During Facebook’s f8 conference Zuckerberg introduced the new “Open Graph” system which “lets you shape your experiences online and make them more social”. It does this by pulling information about the websites that you visit, the news stories you like to read and the music that you enjoy listening to and then sharing this info with your Facebook friends.
Facebook’s content partners will now be able to access its tools in order to tailor how you experience their sites, based on your list of Facebook friends, favourite bands as well as movies and other info that you have shared on your Facebook profile. According to CNN there is already over 30 companies who have signed up to become Open Graph content partners with Facebook, including themselves, The New York Times, the music site Pandora, Internet Movie Database and ESPN. So when you visit a news site like CNN (while you are logged into Facebook), you’ll be able to see what news stories your Facebook friends liked or recommended. The articles that you recommend or like will also show up in their news feeds on Facebook.

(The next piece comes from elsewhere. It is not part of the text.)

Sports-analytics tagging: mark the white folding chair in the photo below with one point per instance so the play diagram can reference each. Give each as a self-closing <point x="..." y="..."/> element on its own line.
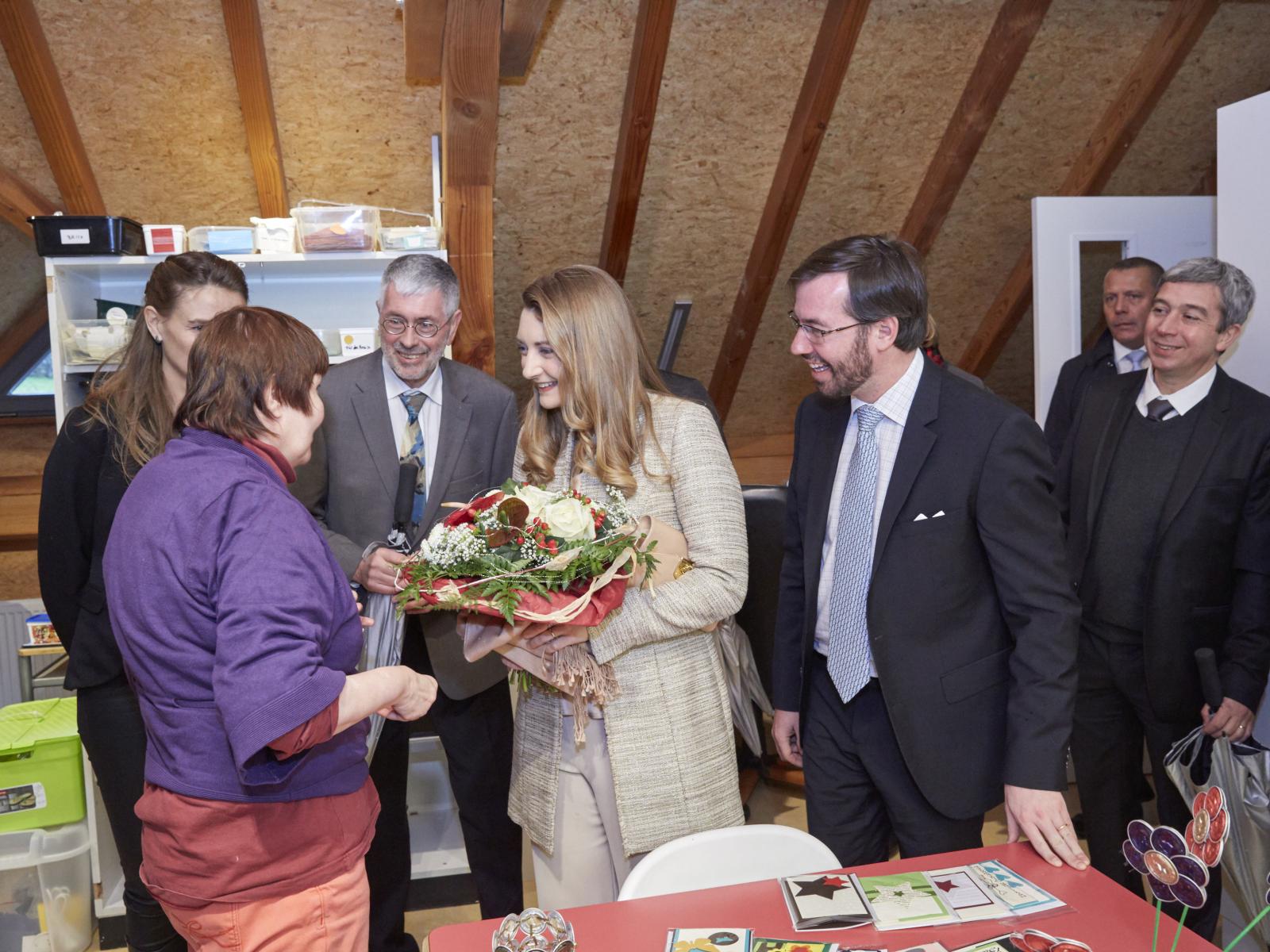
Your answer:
<point x="727" y="857"/>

This move does raise a number of privacy concerns though, as there’ll be plenty of Facebook users who wouldn’t want this info to be shared with anyone. Zuckerberg said that the only info that’ll be shared is that which you make public on your Facebook profile.
“We have redesigned Facebook Platform to offer a simple set of tools that sites around the web can use to personalize experiences and build out the graph of connections people are making,” Zuckerberg explained. “We think that the future of the web will be filled with personalized experiences.”